Even traditional players are stepping into the ring as Fidelity announced a crypto custody service. Expect secure custody services, aka bitcoin banks, to develop at pace in 2019.
Bitcoin hits a regulatory brick wall
Cryptocurrency regulation continued to hinder progress throughout 2018.
The US Securities and Exchange Commission (SEC) took action against numerous ICOs. The SEC chairman concluded that “every ICO I’ve seen is a security,” which means stricter investor rules should be applied.
China maintained its ban on cryptocurrency exchanges, while South Korea authorities raided exchanges on suspicion of money laundering and tax evasion.

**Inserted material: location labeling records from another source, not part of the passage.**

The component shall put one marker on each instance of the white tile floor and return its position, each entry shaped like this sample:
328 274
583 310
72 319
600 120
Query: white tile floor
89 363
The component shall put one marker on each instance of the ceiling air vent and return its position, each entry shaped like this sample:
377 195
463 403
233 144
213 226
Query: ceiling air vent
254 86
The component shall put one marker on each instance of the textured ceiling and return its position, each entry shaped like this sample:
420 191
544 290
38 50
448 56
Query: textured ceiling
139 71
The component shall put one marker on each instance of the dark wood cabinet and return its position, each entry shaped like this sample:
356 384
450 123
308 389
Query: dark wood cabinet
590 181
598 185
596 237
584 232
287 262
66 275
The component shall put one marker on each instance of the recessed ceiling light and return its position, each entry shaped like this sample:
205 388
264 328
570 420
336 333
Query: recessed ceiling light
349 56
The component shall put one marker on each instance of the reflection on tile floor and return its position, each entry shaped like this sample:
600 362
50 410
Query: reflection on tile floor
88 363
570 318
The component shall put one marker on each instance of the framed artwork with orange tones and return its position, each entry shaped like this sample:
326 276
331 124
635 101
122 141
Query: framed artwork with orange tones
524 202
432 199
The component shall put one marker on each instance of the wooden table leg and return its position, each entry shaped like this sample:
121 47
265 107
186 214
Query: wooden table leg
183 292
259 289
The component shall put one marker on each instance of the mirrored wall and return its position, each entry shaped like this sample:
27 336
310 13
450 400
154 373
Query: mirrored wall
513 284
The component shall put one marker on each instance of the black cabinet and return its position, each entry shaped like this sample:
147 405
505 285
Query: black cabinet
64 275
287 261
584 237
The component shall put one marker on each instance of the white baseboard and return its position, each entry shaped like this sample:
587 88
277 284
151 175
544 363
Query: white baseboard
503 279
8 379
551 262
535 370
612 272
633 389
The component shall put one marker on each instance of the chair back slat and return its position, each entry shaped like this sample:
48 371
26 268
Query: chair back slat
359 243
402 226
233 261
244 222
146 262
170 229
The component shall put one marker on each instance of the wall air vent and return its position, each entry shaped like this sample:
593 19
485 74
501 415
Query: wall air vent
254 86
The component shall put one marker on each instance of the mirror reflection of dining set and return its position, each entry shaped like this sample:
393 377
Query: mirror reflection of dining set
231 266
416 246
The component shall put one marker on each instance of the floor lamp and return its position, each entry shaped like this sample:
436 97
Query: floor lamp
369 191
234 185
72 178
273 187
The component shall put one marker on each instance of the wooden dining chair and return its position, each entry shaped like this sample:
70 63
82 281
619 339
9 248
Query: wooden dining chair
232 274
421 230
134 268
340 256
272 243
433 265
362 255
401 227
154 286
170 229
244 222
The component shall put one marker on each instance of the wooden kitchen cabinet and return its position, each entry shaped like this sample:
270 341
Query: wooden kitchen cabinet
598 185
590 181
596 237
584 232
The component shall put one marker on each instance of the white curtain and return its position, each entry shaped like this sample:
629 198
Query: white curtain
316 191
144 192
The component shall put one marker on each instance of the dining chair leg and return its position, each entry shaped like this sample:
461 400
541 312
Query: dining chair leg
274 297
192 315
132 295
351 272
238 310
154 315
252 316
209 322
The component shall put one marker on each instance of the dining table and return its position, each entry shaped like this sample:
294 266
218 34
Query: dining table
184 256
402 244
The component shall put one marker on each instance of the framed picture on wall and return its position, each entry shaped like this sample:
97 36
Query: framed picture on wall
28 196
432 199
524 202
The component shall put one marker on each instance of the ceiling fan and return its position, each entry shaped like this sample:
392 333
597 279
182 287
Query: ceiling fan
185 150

Most notably, the SEC rejected or pushed back at least nine bitcoin exchange-traded funds (ETFs). The inevitable launch of a bitcoin ETF is often cited as a major catalyst for the bitcoin price, but the continuous delays weighed on crypto prices throughout 2018.
Any good news for the bitcoin price?
There are plenty of potential price triggers to look forward to in 2019. The much-hyped Bakkt platform is expected in early 2019. Bakkt is a futures trading service settled in real bitcoin and is backed by ICE, the parent company of the New York Stock Exchange.
We will continue to see bitcoin ETF proposals thrown at the SEC. At least one SEC commissioner, Hester Peirce, is supportive of bitcoin and serious discussions are taking place. Expect this to dominate bitcoin conversation for the coming year.
Elsewhere, huge leaps are being made in cryptocurrency technology. The lightning network is rapidly gaining pace in a bid to facilitate micropayments for bitcoin. Blockstream’s satellites are now beaming the blockchain to every landmass on earth, eliminating the need for internet access for bitcoin transactions.
Ethereum and Ripple 2018 price roundup
Ethereum fared worse than bitcoin through 2018, falling 85%. ETH started the year at $880 and ended at $133.
Ripple XRP also fell 85%, starting the year at $2.31 and closing at $0.35.